My life is but a weaving between the Lord and me!

Dear Dad:

It feels so strange to be writing you, you left this earth April 14, 1998. I never said good-bye. Actually, the last words I said to you were “I hope I never see you again.”

Boy, have those words lived on to haunt me. As a matter of fact, it is almost a mission in my life not to let any argument go unresolved overnight, to  nip things in the bud, to resolve, and move on. Although we both know that you were dying, When I left that moring after my shift of hospicing you, I never imagined that you would die and I would not get to say I was sorry.

I am sorry Dad.

No matter what, you were my Father, and I owed you a measure of respect that I did not give you. All I knew was what I was feeling. I often think what it would be like to be on my deathbed and know I was going to die, and what legacy I would want to leave. I know that I would want people to know what they meant to me. How they changed my life, inspired me, challenged me to be a better person. I am so happy for you that you did have that time.

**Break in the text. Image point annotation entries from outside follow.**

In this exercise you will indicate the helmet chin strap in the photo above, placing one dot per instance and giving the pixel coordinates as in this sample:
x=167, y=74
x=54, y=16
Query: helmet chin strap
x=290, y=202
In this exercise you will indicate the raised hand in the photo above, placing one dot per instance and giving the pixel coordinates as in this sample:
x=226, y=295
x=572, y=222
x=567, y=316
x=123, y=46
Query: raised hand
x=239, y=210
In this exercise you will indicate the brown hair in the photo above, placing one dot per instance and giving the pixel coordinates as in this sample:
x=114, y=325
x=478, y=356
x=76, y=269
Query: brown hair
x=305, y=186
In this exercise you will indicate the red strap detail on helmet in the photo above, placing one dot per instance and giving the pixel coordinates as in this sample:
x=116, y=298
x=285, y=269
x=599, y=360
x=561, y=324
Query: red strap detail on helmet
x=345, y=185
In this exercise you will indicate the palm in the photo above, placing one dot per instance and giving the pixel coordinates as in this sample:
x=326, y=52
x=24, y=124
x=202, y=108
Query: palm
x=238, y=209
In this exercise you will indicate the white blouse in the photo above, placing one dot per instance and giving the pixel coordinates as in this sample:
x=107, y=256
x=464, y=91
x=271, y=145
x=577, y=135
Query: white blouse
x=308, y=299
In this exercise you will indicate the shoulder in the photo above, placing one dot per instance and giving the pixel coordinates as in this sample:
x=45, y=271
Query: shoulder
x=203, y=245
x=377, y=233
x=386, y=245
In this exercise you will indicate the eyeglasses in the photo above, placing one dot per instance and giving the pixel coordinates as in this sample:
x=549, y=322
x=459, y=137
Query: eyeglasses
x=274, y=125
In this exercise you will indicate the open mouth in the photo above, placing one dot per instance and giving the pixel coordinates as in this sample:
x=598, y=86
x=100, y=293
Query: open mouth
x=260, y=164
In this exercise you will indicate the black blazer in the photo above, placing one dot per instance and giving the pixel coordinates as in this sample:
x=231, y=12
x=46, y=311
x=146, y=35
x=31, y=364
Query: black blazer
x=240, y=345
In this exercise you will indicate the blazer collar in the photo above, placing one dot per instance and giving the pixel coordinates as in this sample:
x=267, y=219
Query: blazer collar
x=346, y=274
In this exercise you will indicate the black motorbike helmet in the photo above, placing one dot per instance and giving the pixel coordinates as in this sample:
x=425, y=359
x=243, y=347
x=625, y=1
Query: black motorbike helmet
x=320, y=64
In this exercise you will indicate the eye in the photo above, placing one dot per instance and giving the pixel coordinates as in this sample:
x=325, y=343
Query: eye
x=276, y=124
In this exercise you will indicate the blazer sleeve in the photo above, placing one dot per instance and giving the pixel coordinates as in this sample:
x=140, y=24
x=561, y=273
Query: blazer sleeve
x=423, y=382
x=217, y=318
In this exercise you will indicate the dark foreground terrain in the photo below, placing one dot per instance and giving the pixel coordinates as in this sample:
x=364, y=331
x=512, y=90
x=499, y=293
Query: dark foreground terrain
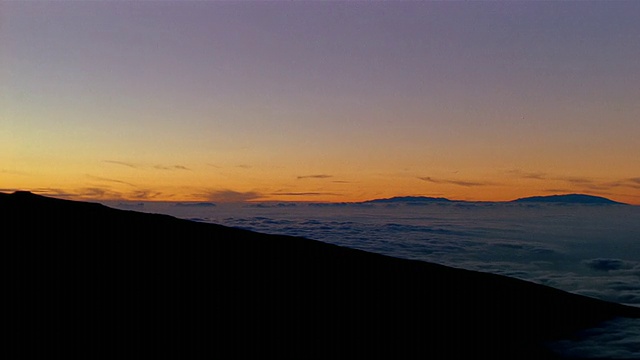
x=88, y=281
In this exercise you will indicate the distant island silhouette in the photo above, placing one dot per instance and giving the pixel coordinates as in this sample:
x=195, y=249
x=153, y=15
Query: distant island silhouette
x=408, y=199
x=568, y=199
x=551, y=199
x=98, y=282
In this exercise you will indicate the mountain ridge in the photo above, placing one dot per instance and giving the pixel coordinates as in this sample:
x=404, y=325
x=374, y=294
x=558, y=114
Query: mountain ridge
x=555, y=199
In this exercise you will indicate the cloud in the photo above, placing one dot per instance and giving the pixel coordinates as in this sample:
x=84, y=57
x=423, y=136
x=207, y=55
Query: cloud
x=454, y=182
x=604, y=264
x=173, y=167
x=145, y=194
x=141, y=166
x=99, y=178
x=303, y=193
x=528, y=175
x=232, y=196
x=614, y=339
x=320, y=176
x=123, y=163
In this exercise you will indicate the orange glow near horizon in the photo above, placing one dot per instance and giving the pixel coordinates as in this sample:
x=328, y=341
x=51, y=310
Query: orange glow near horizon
x=287, y=101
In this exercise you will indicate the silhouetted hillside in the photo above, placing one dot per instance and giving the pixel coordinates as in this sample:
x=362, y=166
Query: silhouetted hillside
x=568, y=199
x=88, y=281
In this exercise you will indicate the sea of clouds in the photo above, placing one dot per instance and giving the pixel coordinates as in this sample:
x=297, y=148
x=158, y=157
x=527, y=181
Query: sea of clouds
x=592, y=250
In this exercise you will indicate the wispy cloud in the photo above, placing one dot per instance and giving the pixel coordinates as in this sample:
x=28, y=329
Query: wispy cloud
x=454, y=182
x=143, y=166
x=231, y=195
x=172, y=167
x=303, y=193
x=528, y=175
x=100, y=178
x=123, y=163
x=319, y=176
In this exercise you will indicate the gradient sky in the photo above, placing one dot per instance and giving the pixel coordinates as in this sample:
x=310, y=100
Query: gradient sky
x=320, y=101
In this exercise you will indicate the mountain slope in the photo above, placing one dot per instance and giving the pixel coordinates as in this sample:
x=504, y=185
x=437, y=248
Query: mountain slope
x=97, y=282
x=567, y=199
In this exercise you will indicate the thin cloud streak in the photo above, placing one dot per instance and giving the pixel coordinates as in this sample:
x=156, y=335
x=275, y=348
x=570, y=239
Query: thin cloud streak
x=304, y=193
x=231, y=195
x=454, y=182
x=320, y=176
x=123, y=163
x=99, y=178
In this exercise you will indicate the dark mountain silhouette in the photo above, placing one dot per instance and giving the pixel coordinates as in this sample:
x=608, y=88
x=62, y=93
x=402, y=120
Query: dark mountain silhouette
x=408, y=199
x=568, y=199
x=88, y=281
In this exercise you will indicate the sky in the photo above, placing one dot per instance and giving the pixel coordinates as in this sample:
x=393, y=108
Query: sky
x=320, y=100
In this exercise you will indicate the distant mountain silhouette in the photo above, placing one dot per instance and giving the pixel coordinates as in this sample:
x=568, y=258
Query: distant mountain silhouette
x=408, y=199
x=88, y=281
x=567, y=199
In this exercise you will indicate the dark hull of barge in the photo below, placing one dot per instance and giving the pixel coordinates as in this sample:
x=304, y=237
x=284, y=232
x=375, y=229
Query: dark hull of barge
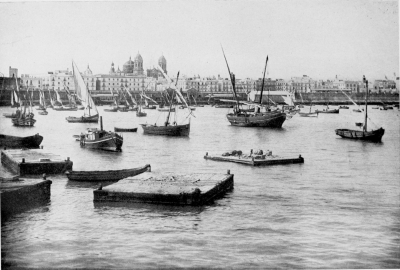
x=34, y=161
x=193, y=189
x=110, y=175
x=257, y=162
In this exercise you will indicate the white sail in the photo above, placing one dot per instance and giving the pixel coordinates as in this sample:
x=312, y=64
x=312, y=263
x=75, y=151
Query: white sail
x=83, y=93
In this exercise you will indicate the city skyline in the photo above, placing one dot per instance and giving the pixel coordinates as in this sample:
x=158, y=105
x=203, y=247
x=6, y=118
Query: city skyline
x=315, y=38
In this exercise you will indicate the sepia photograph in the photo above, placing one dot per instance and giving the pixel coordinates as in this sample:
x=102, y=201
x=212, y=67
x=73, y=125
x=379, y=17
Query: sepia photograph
x=171, y=134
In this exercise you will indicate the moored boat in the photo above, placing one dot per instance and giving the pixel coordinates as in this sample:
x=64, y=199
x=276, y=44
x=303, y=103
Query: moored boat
x=109, y=175
x=101, y=139
x=125, y=129
x=20, y=142
x=364, y=134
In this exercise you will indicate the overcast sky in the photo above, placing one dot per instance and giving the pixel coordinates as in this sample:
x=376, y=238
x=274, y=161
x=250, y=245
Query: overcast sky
x=320, y=39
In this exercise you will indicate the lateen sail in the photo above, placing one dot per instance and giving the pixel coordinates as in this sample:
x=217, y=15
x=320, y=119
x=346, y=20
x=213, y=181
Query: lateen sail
x=82, y=92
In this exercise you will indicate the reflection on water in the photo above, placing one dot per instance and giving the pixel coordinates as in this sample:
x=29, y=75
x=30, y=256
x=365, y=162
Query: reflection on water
x=340, y=209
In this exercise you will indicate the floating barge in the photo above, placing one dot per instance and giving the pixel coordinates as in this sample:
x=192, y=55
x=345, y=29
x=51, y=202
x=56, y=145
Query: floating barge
x=21, y=194
x=191, y=189
x=252, y=161
x=34, y=161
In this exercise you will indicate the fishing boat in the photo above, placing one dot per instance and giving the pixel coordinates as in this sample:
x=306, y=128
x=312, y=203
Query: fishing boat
x=309, y=114
x=364, y=134
x=109, y=175
x=168, y=128
x=101, y=139
x=328, y=110
x=90, y=113
x=263, y=116
x=125, y=129
x=20, y=142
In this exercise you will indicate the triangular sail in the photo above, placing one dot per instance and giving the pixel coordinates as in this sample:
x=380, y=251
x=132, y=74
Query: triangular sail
x=83, y=93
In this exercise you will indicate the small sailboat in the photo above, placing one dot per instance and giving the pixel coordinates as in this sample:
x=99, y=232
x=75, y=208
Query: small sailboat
x=101, y=139
x=309, y=114
x=90, y=113
x=262, y=116
x=168, y=128
x=364, y=134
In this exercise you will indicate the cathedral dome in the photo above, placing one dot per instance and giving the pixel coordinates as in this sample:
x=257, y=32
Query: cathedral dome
x=138, y=58
x=162, y=60
x=128, y=66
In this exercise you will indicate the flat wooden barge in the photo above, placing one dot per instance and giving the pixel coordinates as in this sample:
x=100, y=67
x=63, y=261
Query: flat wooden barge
x=190, y=189
x=252, y=161
x=21, y=194
x=34, y=161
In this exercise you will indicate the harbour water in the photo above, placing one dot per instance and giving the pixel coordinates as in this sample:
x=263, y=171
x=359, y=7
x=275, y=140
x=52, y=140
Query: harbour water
x=340, y=209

I think what I would like to tell you on this Father’s Day is that you taught me 2 of the greatest truths I know.

The first is “If you have a job to do, do it right the first time.” This  has helped me be a better employer, Nurse, Soldier..everything. 

The second is “Actions speak louder than words.” Such a simple statement, but one that has been proven true to me over and over again. Words are cheap. Actions take energy and sometimes commitment. It is easy to say “I love you,” but in reality, to love someone takes time, energy and a huge commitment. It also takes a forgiving heart.

On that note Dad, I must say, I forgive you. There is no way to show you directly now. Possibly I can show it by trying to understand that as parents, we all do the best we can. Sometimes we fail, and have to pay for it when our children grow up. Sometimes we suceed, and get those heartfelt hugs. I didn’t give you many of those Dad. I am sorry.

I so wish you could have stayed around long enough to answer some of the thousands of questions about life, your life, our heritage, that I so want to know now. I feel very unconnected, but I was told by mom that your childhood, after your father died, was pretty terrible. I am sorry you had to go through that Dad. It must have felt terrible to be sent away to live with your uncles, while Uncle Charlie got to stay with Grandma. I know I would have felt unwanted and unloved, especially after my father had just passed. And all of this when you were only 11. Golly Dad. I wish I could give you a hug.

So Dad, I hope you are in Heaven, and know that I do love you. I do honor you.  I do forgive you, and ask for your forgiveness as well.